Announcements, People, Research

Graduate student recipient of Prime Minister’s teaching award

December 02, 2021
BY GERRY RUCCHIN

(Photo by Mark Wolfe / School of Graduate and Postdoctoral Studies)

Lisa Anne Floyd is a trailblazer in mathematics and coding education, especially her emphasis on making these topics accessible to students. It’s been this educational leadership that’s been recently recognized with the Prime Minister’s Award for Teaching Excellence.

The PhD candidate in Education and high school math, science and computer science teacher in the Thames Valley District School Board, has received the Certificate of Achievement.

“I was pretty excited,” Floyd said. “To be among these recipients is humbling and I’m blown away with what some of my fellow educators have been doing.”

Floyd is one of the first educators to champion teaching coding to children. She believes understanding technology is important because it’s the bedrock of today’s society.  

“We want students to be active contributors and creators of technology rather than passive consumers of it,” Floyd said. “They’re getting this chance to be authors of technology through coding.”

When you take a closer look, Floyd said coding provides students with a different mindset – what’s also called computational thinking. Besides critical thinking skills, coding allows students to identify and correct mistakes. She added when programmers make errors, they need to find their mistakes in their code. Identifying these errors teaches students persistency because they look at what’s gone wrong to solve the problem.

“It’s challenging, but they know they will eventually be successful,” Floyd said. “Once they’re successful, they realize they learned from that ordeal.”

At the same time, coding creates ‘authentic experiences’ for students because they create applications that are meaningful to them or they solve a real-world problem or understand how something works, which connects to their life experiences, Floyd said.

As part of making coding accessible, she’s been working at increasing the number of girls who want to code by introducing this subject to them. Floyd said there weren’t many female students in computer science classes when she first started teaching and it continues to be the case across high schools in Ontario.
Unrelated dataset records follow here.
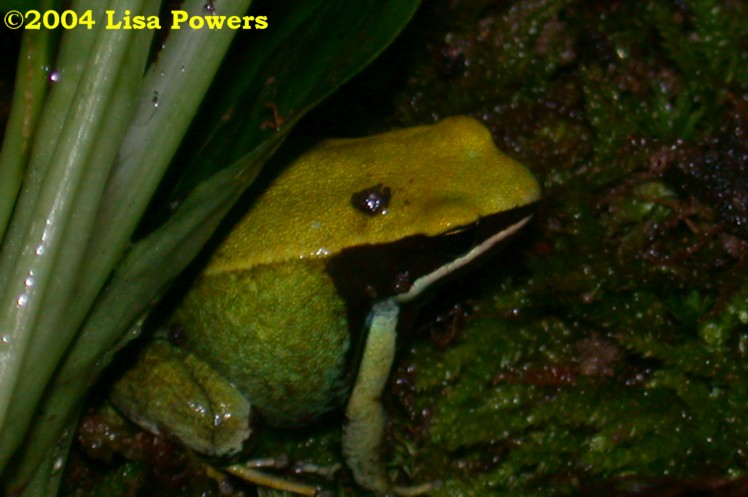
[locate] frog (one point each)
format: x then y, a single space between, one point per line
297 311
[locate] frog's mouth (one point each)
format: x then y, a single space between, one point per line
407 268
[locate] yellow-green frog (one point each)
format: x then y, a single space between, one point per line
296 313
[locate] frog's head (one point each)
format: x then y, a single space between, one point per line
426 181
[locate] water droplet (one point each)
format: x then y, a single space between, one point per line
23 299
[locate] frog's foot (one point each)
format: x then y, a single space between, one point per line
298 468
364 431
265 480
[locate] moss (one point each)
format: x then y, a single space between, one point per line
610 357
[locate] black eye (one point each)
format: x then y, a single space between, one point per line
372 200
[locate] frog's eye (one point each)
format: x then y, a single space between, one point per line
372 200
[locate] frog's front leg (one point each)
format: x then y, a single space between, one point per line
364 430
171 390
363 433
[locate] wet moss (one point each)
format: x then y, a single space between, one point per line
610 357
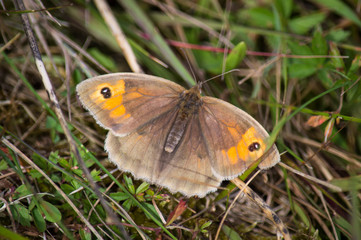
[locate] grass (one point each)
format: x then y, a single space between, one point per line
298 64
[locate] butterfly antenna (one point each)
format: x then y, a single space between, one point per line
222 74
189 65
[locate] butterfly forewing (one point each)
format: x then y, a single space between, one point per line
122 102
186 170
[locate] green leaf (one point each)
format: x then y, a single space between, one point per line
236 56
340 8
103 59
206 224
85 234
21 214
301 70
21 191
129 184
52 213
119 196
127 204
259 17
3 165
39 220
142 187
285 6
230 233
303 24
349 183
319 44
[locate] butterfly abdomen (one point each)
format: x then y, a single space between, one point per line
190 101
“If we can expose students at a younger age to computer science and to coding, they won’t be intimated studying coding in high school,” Floyd said. “We want everyone to learn what coding is and broaden participation in computer science.”

Besides being a secondary school educator, Floyd has also taught a computational modeling course for teacher candidates at the Faculty of Education for several years.

Floyd is also a Western Education PhD candidate where she’s studying how teacher candidates’ experiences will help them teach coding to math and science intermediate and senior students. In the meantime, she’s authored/co-authored many academic articles and book chapters.

Outside the classroom, she’s a keynote speaker on this topic and she’s also supported coding initiatives in several school districts across Canada, where she’s created digital literacy resources for students.

The Prime Minister's Awards for Teaching Excellence have honoured exceptional elementary and secondary school teachers in all disciplines since 1994. Recipients are honoured for their remarkable achievements in education and for their commitment to preparing their students for a digital and innovation-based economy.